If there was one thing that came across watching this over two-hours-long work, it was that even at this expansive length this was too big a subject to be encapsulated in one film, and there was a sense that even the dedication of Weiwei was merely scratching the surface: with tens of millions of victims involved, how could it do otherwise? Nevertheless, the sheer scale of the issue landed with some force as he collected a series of scenes and shots of his subjects in twenty-three countries from Burma to Afghanistan to Turkey to Greece to France and even the United States, which has its own illegal immigrant problem that wasn't going away either, underlining the universality of this.
Of course, the fact that so many are classed as "illegal immigrants" was an issue in itself, and Weiwei did not get to grips with that as he preferred to put a human face to what was often depicted as wave upon wave of anonymous souls. To do that he selected various of them to interview individually, relating their hopes and dreams as well as the hell they were leaving behind, and how what they were experiencing now compared. They came across as being stuck in an impossible situation; while there was understanding concerning the countries they travelled to, there was a mood that patience was running out with the refugees and migrants thanks to their huge numbers, and not enough places for them to be settled, hence all those temporary camps most of them wound up in.

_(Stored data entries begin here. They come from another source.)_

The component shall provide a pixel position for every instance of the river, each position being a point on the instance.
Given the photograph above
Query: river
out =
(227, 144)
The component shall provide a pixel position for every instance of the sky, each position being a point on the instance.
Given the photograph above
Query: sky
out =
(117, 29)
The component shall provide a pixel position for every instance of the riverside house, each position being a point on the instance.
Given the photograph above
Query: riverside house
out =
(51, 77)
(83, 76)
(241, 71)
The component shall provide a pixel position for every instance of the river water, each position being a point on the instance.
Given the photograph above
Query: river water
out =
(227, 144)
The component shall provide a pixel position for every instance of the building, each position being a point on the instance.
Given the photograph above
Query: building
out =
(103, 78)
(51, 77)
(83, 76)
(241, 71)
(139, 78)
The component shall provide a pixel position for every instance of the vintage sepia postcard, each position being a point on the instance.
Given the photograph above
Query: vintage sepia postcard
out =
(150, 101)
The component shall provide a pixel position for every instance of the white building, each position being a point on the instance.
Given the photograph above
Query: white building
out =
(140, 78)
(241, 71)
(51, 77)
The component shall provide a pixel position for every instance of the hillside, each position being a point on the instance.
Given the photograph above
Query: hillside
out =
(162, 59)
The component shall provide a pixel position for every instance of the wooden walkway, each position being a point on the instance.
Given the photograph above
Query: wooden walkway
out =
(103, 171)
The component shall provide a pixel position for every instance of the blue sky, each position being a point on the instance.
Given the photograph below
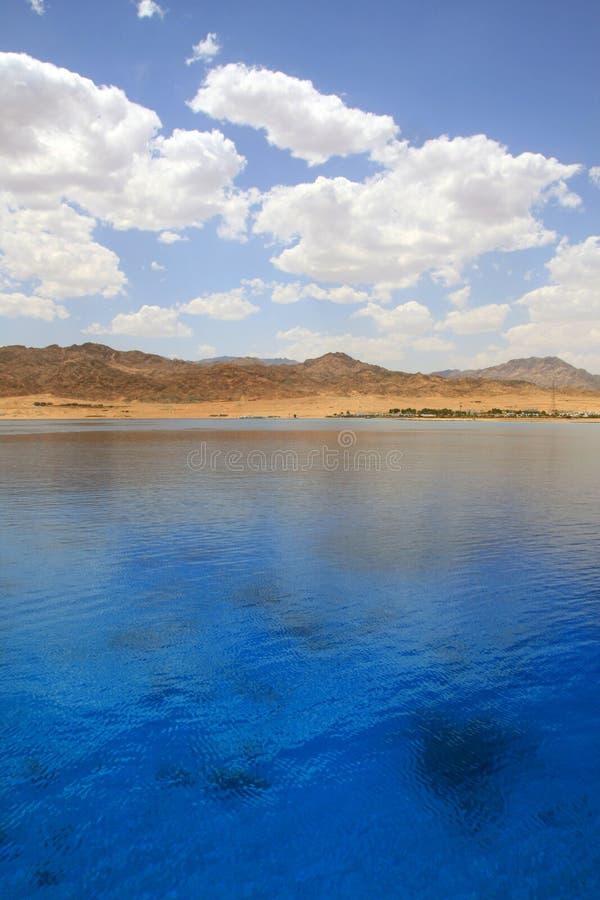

There was no doubt about why this was happening, and Weiwei blamed war almost exclusively. Syria was a flashpoint for the crisis, estimating six in ten Syrians had been forced out of their homes as a matter of survival, but others were taken into consideration too, including the Afghans and Iraqis elsewhere in the Middle East who had no choice but to evacuate, and the swathes of persons escaping famine in Africa, itself connected to war. Although the director occasionally placed himself in the frame, providing a playful presence curiously at odds with the tone (though one supposes the refugees could do with a laugh by this stage), we never heard his opinion directly, we had to draw our conclusions from what we were told and what had been recorded. There were also interviews with officials from the United Nations and others to flesh out the bigger picture, but answers were thin on the ground, with the overall impression this had got way out of control years ago and any solution was a mountain to climb, no matter how much hope Weiwei tried to put across. Music by Karsten Fundal.
[Altitude's Blu-ray presents some very sad imagery with true vividness, and has an interview with Weiwei as an extra.]